約1年前、53歳にして痔を患ってしまった。椅子に座って仕事をしている時間が長い、ライター稼業の影響もあるのかもしれないが、亡き父と祖父も生前は痔に悩まされていた。「自分もこの病と無縁のまま人生を終えることはできないだろうな」と半ば覚悟していたが、その日はやはりやってきた。
痔と付き合うようになると温水洗浄便座のありがたみが身に染みる。1980年に発売され、TOTOの商標である「ウォシュレット」と呼ばれることの多い温水洗浄便座。今や一般家庭での国内普及率は8割を超えた。高速道路のサービスエリアやコンビニエンスストアでも、温水洗浄便座が当たり前のように備わっている。この時代に痔持ちになった幸福を噛みしめずにはいられない。
ジャイアンツ戦士と温水洗浄便座
しかし、海外における温水洗浄便座の普及率はいまだに低い。アメリカでもあまり見かけることはなく、その存在すら知らない人も多いと聞く。2005年、来日した歌手のマドンナは「ウォシュレットに会いに来たわ」と語った。当時話題になったこのコメントを聞き、「住むなら日本一択」と心に決めた痔持ちの方は少なくなかったはずだ。

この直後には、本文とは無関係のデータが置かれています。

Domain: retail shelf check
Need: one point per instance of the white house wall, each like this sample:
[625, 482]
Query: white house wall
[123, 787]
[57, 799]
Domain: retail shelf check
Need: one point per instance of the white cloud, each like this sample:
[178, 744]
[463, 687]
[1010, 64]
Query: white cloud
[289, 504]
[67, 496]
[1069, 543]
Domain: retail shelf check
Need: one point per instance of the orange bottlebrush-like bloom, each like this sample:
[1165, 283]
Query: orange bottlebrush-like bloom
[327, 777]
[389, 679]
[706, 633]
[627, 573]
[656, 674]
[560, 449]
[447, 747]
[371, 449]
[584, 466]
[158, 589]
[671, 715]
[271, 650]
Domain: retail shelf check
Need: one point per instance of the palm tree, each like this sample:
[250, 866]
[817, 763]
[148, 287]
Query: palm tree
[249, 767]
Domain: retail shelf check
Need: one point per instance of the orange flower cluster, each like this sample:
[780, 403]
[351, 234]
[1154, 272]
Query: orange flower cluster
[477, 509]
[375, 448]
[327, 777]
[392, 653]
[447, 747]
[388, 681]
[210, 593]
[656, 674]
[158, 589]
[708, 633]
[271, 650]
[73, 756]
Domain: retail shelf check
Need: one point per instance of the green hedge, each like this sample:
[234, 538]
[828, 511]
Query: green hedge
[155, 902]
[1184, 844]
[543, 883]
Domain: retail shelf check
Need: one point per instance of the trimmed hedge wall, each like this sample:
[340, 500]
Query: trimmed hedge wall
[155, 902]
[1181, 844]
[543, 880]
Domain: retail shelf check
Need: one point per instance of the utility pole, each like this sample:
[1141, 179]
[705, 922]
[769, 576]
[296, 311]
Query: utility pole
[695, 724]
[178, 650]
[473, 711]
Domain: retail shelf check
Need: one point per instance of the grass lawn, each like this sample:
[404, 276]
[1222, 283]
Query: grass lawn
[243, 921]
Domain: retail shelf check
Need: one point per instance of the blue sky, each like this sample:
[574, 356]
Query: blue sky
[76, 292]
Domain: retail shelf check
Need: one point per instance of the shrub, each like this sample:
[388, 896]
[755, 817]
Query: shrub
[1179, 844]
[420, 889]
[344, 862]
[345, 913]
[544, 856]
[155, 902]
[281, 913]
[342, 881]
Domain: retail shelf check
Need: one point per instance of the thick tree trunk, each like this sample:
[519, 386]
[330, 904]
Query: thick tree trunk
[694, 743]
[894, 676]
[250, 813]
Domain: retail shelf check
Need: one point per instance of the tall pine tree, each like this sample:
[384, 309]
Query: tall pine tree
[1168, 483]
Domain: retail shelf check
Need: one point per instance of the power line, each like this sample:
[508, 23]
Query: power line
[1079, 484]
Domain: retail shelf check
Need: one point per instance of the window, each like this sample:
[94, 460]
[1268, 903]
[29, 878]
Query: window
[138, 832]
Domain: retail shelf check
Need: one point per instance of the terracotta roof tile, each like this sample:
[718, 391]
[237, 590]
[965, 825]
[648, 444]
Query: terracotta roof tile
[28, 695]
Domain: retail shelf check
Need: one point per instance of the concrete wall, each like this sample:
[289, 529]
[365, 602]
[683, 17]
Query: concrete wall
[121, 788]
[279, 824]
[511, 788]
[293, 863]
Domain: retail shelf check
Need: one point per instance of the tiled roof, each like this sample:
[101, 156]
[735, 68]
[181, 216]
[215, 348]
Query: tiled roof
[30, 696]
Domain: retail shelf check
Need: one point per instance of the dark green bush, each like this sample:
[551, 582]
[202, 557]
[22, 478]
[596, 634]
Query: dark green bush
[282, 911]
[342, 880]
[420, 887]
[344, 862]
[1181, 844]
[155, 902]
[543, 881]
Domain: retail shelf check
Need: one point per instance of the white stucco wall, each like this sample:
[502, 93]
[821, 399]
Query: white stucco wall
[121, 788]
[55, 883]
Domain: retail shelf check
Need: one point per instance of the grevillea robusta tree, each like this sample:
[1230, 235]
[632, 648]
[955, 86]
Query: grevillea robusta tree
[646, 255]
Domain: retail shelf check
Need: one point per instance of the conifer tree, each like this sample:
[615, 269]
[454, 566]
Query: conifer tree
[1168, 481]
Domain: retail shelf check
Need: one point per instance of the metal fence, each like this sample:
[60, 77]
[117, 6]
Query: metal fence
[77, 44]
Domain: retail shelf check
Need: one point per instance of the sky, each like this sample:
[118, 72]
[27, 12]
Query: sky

プロ野球界においても時折、「温水洗浄便座」にまつわるニュースが流れる。2016年春、当時日本ハムに在籍していた中田翔はアリゾナキャンプ滞在中、キャンプ地のトイレに温水洗浄便座がないことへの不満を吐露。トイレットペーパー頼りの日々を送るうち、「お尻から血が出てきた」ことを苦悶の表情で明かしニュースになった。翌2017年、1軍アリゾナキャンプに帯同せず、国内調整を選択した理由を「ウォシュレットがないのでお断りしました」と語ったが、100パーセント冗談だったのかは定かでない。
日米通算134勝、128セーブを挙げた上原浩治は巨人時代に痔を手術。以降はトイレ環境に過敏になっていた。2012年オフにレッドソックスへFA移籍した際は「入団はほぼ決めていたけど、本拠地球場であるフェンウェイ・パークのクラブハウス内のトイレにひとつだけ温水洗浄便座がついていたことが最後の決め手だった」とコメント。トイレ環境がチーム選択に多少なりとも影響を及ぼす例を世に知らしめた。
そんな日本が誇る高機能トイレがなぜ日本以外の国で普及しないのか。そんな疑問が湧きあがったが、大きく分けて3つの原因があるようだ。
〈1〉トイレの電源の問題
欧米の一般家庭ではトイレとお風呂が同じ空間にあるユニットバスが主流のため、トイレのそばにコンセントが設置されていない家が大半。水回りで温水洗浄便座用の電源を確保する難しさがある。
〈2〉日本と海外の水質の違い
日本の水道水は硬度が低い軟水だが、海外では硬度が高い硬水が使用されている地域が多い。温水洗浄便座用に使用すると機械内部で石灰分が凝固し、故障の要因になりやすい。
〈3〉盗難の危険性
日本と比較すると、治安が悪い地域が多いため、公共トイレなどに温水洗浄便座を設置すると破損や盗難のリスクが高い。
裏を返せば、世界有数の治安の良さを誇る日本だからこそ、公共の場においてもここまで普及したと言えるのかもしれない。